Parlez-nous de ‘’L’or de Ninkinanka’’

 C’est une histoire d’amitié. L’argent et le pouvoir sont des éléments très dangereux. C’est en leur présence que les caractères se dévoilent. Des amies d’enfance qui décident de s’approprier d’un trésor de djinn pour avoir le pouvoir et l’argent. C’est aussi l’histoire d’amitié entre Aida et Marie qui ont grandi ensemble, qui sont devenues des ‘’sœurs’’, des ‘’domu ndey’’, comme elles s’appellent. Et ce groupe d’amies se retrouve dans le piège de vouloir gagner de l’argent dans la facilité.  Ninkinanka est le dragon légendaire qui donne l’argent. Mais ce Ninkinanka là est différent de celui de notre légende. Ce Ninkinanka tombe amoureux, et malheureusement, de la personne qu’il ne faut pas : Aida. Alors que le schéma classique voudrait qu’il tombe amoureux de Marie. Donc, c’est un peu cette histoire qui nous enseigne quelque part qu’il y a un principe de vie sur lequel revenir dessus nous amène peut-être à remettre en cause les fondamentaux, les principes qui font qu’une société  soit harmonieuse. Ces gens ont osé vouloir remettre en cause le destin et comme vous le savez, nous sommes tous des croyants. Le destin est un chemin tout tracé. Même si vous y amené une éraflure, cette éraflure va s’effacer et le destin va continuer son chemin. Parce que personne ne peut l’empêcher d’arriver à son but.  ‘’L’or de Ninkinanka’’ nous rappelle quelque part que nous sommes dans un pays où il y a une profusion de proverbes. Mais on ne s’est jamais demandé ce qui a amené cela. Toutes les sociétés bien constituées sont basées sur la discipline, l’ordre, le travail. Nous, nous voulons tout avoir sans travailler.  Moi, je m’amuse avec les proverbes sénégalais.

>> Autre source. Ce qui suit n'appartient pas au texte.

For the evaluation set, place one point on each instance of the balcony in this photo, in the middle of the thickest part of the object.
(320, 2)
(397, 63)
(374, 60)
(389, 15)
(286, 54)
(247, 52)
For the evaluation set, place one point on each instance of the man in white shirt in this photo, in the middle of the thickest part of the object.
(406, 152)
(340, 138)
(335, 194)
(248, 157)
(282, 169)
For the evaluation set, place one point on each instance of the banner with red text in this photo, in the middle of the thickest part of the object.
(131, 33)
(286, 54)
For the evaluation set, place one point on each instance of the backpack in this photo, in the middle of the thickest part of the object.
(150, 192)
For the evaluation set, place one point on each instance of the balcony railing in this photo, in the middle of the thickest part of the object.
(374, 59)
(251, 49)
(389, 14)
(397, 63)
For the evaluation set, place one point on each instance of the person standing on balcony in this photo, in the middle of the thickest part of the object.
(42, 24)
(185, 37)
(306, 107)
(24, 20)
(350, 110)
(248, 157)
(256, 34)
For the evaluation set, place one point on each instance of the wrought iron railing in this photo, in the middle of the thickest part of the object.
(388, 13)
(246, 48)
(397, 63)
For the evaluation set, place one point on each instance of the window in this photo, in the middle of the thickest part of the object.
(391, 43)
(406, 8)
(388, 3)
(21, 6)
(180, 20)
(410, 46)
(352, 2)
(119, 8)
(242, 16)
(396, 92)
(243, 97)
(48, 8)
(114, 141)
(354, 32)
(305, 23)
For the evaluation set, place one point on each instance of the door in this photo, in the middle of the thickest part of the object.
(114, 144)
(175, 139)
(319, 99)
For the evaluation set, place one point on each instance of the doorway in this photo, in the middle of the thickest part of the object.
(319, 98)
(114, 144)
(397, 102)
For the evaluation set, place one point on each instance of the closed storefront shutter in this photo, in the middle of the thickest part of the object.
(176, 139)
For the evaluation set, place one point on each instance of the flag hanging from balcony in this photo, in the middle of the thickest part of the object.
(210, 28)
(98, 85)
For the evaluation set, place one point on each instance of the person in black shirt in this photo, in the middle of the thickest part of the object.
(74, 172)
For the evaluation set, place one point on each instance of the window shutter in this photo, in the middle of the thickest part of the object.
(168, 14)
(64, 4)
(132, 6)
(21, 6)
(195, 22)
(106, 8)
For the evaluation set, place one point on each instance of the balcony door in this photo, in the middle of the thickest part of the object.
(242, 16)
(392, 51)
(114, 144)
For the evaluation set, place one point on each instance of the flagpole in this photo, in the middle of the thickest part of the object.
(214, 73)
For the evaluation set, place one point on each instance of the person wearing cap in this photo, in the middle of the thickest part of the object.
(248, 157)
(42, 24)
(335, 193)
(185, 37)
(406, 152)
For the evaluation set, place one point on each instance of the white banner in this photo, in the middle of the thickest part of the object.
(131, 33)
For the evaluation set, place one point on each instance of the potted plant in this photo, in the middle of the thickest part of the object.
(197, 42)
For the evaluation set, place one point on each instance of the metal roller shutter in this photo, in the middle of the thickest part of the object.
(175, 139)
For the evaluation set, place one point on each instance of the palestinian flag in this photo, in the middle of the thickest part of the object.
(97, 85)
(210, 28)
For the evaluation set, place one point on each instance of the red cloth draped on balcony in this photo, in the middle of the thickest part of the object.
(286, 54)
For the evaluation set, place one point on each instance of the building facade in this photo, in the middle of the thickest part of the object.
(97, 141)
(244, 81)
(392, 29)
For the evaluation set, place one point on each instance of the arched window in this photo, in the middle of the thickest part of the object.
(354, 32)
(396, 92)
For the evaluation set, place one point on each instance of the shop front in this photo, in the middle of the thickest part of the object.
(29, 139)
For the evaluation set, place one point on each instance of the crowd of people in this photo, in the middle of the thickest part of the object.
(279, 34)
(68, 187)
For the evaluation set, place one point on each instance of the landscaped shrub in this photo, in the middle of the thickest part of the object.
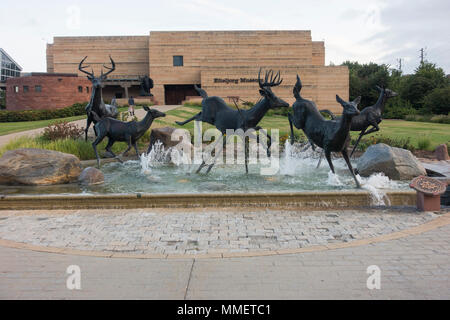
(429, 118)
(398, 111)
(76, 109)
(78, 147)
(62, 130)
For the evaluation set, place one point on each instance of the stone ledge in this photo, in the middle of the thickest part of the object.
(434, 224)
(298, 200)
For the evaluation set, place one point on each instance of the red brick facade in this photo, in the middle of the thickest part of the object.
(57, 91)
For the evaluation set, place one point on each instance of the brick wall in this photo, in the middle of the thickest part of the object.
(129, 53)
(209, 54)
(57, 92)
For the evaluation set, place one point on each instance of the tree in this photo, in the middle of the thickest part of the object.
(363, 81)
(2, 99)
(438, 101)
(415, 89)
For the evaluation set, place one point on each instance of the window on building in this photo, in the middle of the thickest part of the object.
(177, 61)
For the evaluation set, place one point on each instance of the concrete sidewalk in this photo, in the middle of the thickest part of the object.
(415, 267)
(140, 113)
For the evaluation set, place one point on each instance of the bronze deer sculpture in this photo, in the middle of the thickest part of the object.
(216, 112)
(96, 104)
(129, 132)
(330, 135)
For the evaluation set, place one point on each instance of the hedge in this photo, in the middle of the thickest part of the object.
(77, 109)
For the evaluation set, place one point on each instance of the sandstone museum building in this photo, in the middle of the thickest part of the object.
(224, 63)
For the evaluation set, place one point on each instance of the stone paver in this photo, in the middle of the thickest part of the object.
(414, 267)
(208, 231)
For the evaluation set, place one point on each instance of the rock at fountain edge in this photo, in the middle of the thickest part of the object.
(395, 163)
(91, 176)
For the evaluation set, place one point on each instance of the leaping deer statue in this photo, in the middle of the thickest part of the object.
(330, 135)
(96, 103)
(216, 112)
(370, 116)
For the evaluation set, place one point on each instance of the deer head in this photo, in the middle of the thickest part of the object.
(266, 91)
(350, 108)
(97, 81)
(154, 113)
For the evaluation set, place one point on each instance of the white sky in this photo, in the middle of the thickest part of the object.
(365, 30)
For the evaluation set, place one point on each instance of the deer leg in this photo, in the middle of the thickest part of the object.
(94, 145)
(216, 155)
(374, 128)
(201, 167)
(320, 160)
(88, 124)
(345, 155)
(129, 146)
(292, 128)
(196, 117)
(108, 147)
(269, 141)
(357, 141)
(246, 142)
(328, 156)
(136, 149)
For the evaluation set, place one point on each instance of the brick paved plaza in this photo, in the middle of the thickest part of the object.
(411, 249)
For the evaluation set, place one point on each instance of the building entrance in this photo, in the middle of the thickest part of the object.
(176, 94)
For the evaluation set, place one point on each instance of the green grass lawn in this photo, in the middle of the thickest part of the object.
(437, 133)
(395, 129)
(13, 127)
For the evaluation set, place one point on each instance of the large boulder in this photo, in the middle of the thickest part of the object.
(91, 176)
(38, 167)
(441, 152)
(396, 163)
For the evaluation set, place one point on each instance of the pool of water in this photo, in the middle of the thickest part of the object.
(159, 172)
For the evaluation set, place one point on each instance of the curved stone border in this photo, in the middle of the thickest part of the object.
(299, 200)
(436, 223)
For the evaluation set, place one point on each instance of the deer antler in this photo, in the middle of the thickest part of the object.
(81, 68)
(113, 67)
(270, 80)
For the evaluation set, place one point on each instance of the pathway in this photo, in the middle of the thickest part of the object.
(413, 267)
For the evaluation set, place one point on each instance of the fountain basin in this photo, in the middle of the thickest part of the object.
(312, 200)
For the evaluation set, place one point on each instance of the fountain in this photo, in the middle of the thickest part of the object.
(169, 177)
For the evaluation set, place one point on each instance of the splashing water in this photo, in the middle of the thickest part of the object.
(375, 184)
(159, 156)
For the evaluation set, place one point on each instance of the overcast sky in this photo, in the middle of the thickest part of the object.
(359, 30)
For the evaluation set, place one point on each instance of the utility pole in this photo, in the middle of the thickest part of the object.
(422, 55)
(399, 64)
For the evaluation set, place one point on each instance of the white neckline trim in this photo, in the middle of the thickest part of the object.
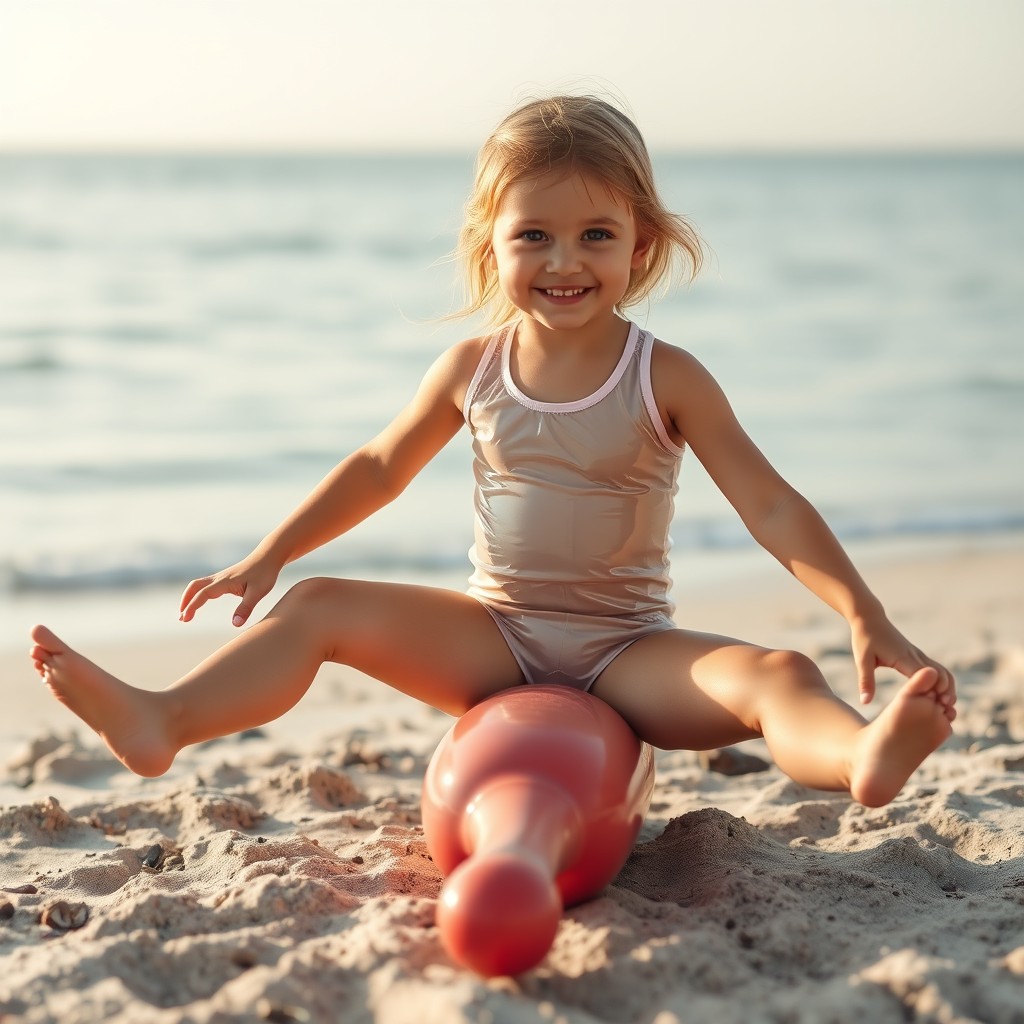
(566, 407)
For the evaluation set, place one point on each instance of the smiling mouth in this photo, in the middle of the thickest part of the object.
(564, 293)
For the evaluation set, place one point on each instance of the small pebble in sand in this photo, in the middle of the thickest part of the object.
(731, 762)
(153, 859)
(66, 916)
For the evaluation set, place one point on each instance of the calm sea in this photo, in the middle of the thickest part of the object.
(187, 343)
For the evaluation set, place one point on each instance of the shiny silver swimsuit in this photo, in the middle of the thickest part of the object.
(573, 503)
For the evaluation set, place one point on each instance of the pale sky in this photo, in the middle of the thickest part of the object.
(438, 74)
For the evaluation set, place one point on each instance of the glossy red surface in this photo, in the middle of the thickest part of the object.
(531, 802)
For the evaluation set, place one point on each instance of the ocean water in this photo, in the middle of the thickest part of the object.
(187, 343)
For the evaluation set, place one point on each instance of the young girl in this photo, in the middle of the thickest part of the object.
(579, 420)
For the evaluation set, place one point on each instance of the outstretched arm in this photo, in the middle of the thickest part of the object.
(356, 487)
(779, 518)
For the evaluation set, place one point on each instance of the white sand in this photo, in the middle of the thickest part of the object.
(295, 883)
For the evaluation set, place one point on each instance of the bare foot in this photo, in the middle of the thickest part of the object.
(130, 721)
(890, 749)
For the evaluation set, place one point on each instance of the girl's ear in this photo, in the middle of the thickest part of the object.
(640, 252)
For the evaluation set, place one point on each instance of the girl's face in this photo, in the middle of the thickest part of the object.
(563, 249)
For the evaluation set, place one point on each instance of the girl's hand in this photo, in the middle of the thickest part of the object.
(252, 580)
(878, 644)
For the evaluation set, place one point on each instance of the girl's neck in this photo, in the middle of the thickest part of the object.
(560, 367)
(589, 340)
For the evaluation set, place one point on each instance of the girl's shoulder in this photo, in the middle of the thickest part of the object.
(680, 380)
(670, 359)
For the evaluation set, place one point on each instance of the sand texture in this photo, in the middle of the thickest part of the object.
(283, 876)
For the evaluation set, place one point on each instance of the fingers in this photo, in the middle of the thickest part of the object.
(201, 591)
(865, 683)
(185, 606)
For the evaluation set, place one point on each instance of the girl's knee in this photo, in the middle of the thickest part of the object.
(308, 595)
(790, 670)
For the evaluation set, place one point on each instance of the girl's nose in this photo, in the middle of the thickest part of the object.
(563, 258)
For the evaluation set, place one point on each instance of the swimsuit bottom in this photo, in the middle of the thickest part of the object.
(567, 648)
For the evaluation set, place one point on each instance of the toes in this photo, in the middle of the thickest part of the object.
(46, 639)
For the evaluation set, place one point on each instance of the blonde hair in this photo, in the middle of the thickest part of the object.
(570, 135)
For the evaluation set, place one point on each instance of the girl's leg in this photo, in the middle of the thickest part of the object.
(436, 645)
(692, 690)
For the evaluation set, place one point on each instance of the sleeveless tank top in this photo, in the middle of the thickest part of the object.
(573, 501)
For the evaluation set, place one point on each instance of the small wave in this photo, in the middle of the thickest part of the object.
(260, 245)
(153, 566)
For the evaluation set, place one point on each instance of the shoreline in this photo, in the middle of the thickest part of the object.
(284, 875)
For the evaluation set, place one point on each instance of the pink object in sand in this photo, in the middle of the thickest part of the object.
(531, 802)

Pensez-vous que nous sommes dans une société où les gens sont méchants ?

Je ne pense pas que les gens soient foncièrement mauvais. Je pense qu’en l’humain, il y a quelque chose de bon. Tout dépend de l’environnement. Il faut que la société prône elle-même ce qui est bien, que les gens se disent pour une fois la vérité. Allez à Sorano, prenez des millions, jetez-les là-bas, vous êtes le meilleur d’entre tous. Prenez votre force ou autre chose que l’argent pour aider quelqu’un, personne ne verra ce que vous avez fait. La notion du bien est liée à l’argent, au Sénégal. Mais ça, c’est un cheminement social que les gens doivent refuser. Et pour qu’on puisse le refuser, il faut que, quelque part, la machine redémarre. Et cela ne peut se faire qu’avec des femmes fortes et des hommes forts qui ont la notion du refus. On ne se dit pas la vérité. C’est quoi ‘’boula tathio bo fethiul doto fethie’’ ? On nomme quelqu’un et les gens viennent lui dire cela. Or, dans certains pays, quand quelqu’un est nommé à certains postes, il est sous pression. C’est une charge et non un privilège.

Voulez-vous remettre en cause les proverbes sénégalais ?

Pour moi, ces proverbes-là, on devrait les changer. Qu’est-ce que la notion de ‘’Leuk le lièvre et Bouki l’hyène’’ ? Nous devons apprendre à nos enfants des paradigmes qui leur permettent de s’en sortir dans la vie. On prône la ruse et non l’intelligence. L’intelligence, c’est savoir tirer parti, tirer le meilleur de ce qu’on a entre les mains. La ruse, c’est mélanger les choses de sorte d’en tirer ce qu’on veut.

Vous parlez beaucoup de Senghor. Parmi les quatre présidents que le Sénégal a eu à avoir, le quel préférez-vous ?

Oh ! Il ne faut pas m’en vouloir. Moi, j’aime Senghor. J’ai une admiration pour lui. Un président comme Senghor, j’en rêve. Celui qui va amener le respect des institutions, de la République, de la famille, de l’éducation. Vous savez, moi, j’avais beaucoup de respect pour mes enseignants. Pour moi, ils sont des références.